It all started about three weeks ago. I tried to open the top middle drawer of my desk only to find that it was so crammed full that something was keeping it from fully opening. Now I can’t remember whether this year or any year previous I have made a New Year’s Resolution, but I should have. A resolution to head the list could have been to clean out that drawer.

So at last I said, “Today is the day!” Now I won’t tell all that I had in that drawer, but I rescued 60+ ball point pens all but 5 still had ink in them. They are now bagged up ready for the Stuff the Bus donation for school kids — I hope they might put them to good use.

Though smaller, I had many more paper clips scattered throughout — no, I am not the kind of person to form a paper clip chain, but I am stashing them in a small box — may I never ever think about purchasing paper clips.

I did find some valuable items – several two-dollar bills that I tend to keep whenever I come across one. There were also some odd coins and paper money from various vacations: Canadian (of course), Euros, but also some outdated coins that probably are no longer useable from Italy, Spain, Russia, China, and elsewhere.

jtr

My cleaning and tossing has been rather active since that three week period. I got to thinking about downsizing some of my not very valuable possessions.
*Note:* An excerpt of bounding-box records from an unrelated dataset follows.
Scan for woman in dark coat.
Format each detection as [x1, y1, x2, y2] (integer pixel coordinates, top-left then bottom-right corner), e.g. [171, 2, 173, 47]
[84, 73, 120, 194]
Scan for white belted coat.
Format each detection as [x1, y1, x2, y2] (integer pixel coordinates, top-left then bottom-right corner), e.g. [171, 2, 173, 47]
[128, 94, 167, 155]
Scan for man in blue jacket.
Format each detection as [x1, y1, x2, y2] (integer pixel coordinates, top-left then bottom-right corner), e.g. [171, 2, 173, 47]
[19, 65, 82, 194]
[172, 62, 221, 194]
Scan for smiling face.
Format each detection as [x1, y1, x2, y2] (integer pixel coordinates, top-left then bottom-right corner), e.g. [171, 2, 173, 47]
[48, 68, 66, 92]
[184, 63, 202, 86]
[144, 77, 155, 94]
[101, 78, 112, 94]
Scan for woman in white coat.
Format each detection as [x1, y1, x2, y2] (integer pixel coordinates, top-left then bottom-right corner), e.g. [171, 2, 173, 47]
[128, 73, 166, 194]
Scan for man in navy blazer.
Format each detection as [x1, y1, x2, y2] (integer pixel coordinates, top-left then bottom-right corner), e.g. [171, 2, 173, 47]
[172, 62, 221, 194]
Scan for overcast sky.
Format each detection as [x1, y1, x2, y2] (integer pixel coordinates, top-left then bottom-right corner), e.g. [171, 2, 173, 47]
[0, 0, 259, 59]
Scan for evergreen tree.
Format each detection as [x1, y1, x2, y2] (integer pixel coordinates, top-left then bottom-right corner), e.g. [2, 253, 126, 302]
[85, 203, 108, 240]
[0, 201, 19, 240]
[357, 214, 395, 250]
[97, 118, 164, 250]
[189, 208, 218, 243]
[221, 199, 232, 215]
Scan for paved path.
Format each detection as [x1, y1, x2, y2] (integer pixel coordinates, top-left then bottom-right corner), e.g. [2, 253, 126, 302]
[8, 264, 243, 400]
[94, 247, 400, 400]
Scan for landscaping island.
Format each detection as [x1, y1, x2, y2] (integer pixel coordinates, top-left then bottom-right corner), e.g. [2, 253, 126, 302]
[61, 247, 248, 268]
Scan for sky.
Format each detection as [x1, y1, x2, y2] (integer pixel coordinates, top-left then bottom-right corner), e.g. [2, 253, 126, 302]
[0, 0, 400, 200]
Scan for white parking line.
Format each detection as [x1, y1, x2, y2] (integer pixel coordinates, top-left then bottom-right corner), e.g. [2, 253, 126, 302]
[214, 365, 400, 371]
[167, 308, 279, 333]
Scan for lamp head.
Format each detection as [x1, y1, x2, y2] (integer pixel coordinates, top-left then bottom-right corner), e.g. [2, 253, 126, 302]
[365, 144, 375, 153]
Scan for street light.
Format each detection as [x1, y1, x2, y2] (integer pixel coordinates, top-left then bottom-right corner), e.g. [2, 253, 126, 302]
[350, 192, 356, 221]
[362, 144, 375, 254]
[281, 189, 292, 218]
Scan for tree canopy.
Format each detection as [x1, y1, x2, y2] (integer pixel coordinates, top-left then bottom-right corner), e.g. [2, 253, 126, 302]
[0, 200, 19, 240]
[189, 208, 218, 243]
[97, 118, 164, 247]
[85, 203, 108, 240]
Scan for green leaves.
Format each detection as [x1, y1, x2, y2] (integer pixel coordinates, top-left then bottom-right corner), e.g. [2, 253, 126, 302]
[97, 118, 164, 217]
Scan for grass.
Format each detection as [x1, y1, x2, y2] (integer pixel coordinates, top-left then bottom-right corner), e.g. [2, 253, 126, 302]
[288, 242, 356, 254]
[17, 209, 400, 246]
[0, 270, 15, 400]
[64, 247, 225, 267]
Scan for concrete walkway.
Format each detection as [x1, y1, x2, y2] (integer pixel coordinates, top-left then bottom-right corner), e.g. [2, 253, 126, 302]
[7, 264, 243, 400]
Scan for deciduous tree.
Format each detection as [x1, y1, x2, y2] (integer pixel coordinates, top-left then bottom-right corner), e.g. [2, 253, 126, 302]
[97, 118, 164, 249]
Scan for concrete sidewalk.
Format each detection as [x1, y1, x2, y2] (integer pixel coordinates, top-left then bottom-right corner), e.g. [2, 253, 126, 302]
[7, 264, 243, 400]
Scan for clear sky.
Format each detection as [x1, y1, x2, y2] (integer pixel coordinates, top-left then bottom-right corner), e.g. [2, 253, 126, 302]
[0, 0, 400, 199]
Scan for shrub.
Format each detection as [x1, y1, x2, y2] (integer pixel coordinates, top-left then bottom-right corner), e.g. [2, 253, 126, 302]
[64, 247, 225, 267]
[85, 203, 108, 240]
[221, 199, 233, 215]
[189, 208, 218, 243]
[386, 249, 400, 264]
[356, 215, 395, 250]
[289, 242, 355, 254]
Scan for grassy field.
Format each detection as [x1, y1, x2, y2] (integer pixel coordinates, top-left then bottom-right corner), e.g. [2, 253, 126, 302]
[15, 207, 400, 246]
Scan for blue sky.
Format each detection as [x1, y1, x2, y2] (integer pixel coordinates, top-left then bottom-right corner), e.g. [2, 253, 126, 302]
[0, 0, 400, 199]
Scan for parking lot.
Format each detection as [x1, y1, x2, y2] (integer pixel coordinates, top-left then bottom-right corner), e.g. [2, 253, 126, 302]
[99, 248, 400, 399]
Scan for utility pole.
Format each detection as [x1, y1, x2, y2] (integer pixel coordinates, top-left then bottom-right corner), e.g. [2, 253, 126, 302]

Maybe I am too sentimental a guy, but I have always had trouble with that.

One of the big sources of heavy stuff to unload has been various books. Somehow I accumulated at least five or six coffee table books when I have only one coffee table.

Not long ago I managed to give away my coffee table book on all of the art work of Norman Rockwell. The next heaviest volume is one of Rembrandt’s works. So far I have held onto that, but the Currier and Ives book and a book on the people of Russia and the architecture of London have all now been dispersed. Some books went to people I thought might enjoy them and some books went to the Avera Thrift Shop.

I did find a treasure that I knew I had someplace, but I was not sure where. t is my father’s fifth-grade literature textbook, a McGuffey Reader. He signed it probably in 1911 or 1912 and his signature was beginning to look like what became a fairly artistic signing with beautiful scrolls fancying up the letters.

Now some place I am pretty sure I have a collection of books about George Armstrong Custer — one of the books that George himself wrote and three books that his wife wrote about George, but written after the Battle of the Little Big Horn.

His wife, Libby, lived almost fifty years after that momentous event and the books were clearly a defense of Custer’s last battle. Now if only I could find the appropriate box in which those books are stored.

jtr

Last week’s Time Magazine had several articles in it about the Climate. One of the articles reminded me of my large collection of travel books. The article, “Awash in Kenya,” took me back to a vacation years back into the Gregory Rift Valley, a geologic area from Somalia through Kenya and Tanzania. The Rift essentially was (is being) formed as the techtonic plates in that area are pulling apart from one another – which began about 35 million years ago.

There are a few lakes there that are being affected by climate change that is leading to making the area uninhabitable by local peoples. The increase in rainfall there is the culprit. There is no where for the extra rainwater to go so the lakes are overflowing their banks.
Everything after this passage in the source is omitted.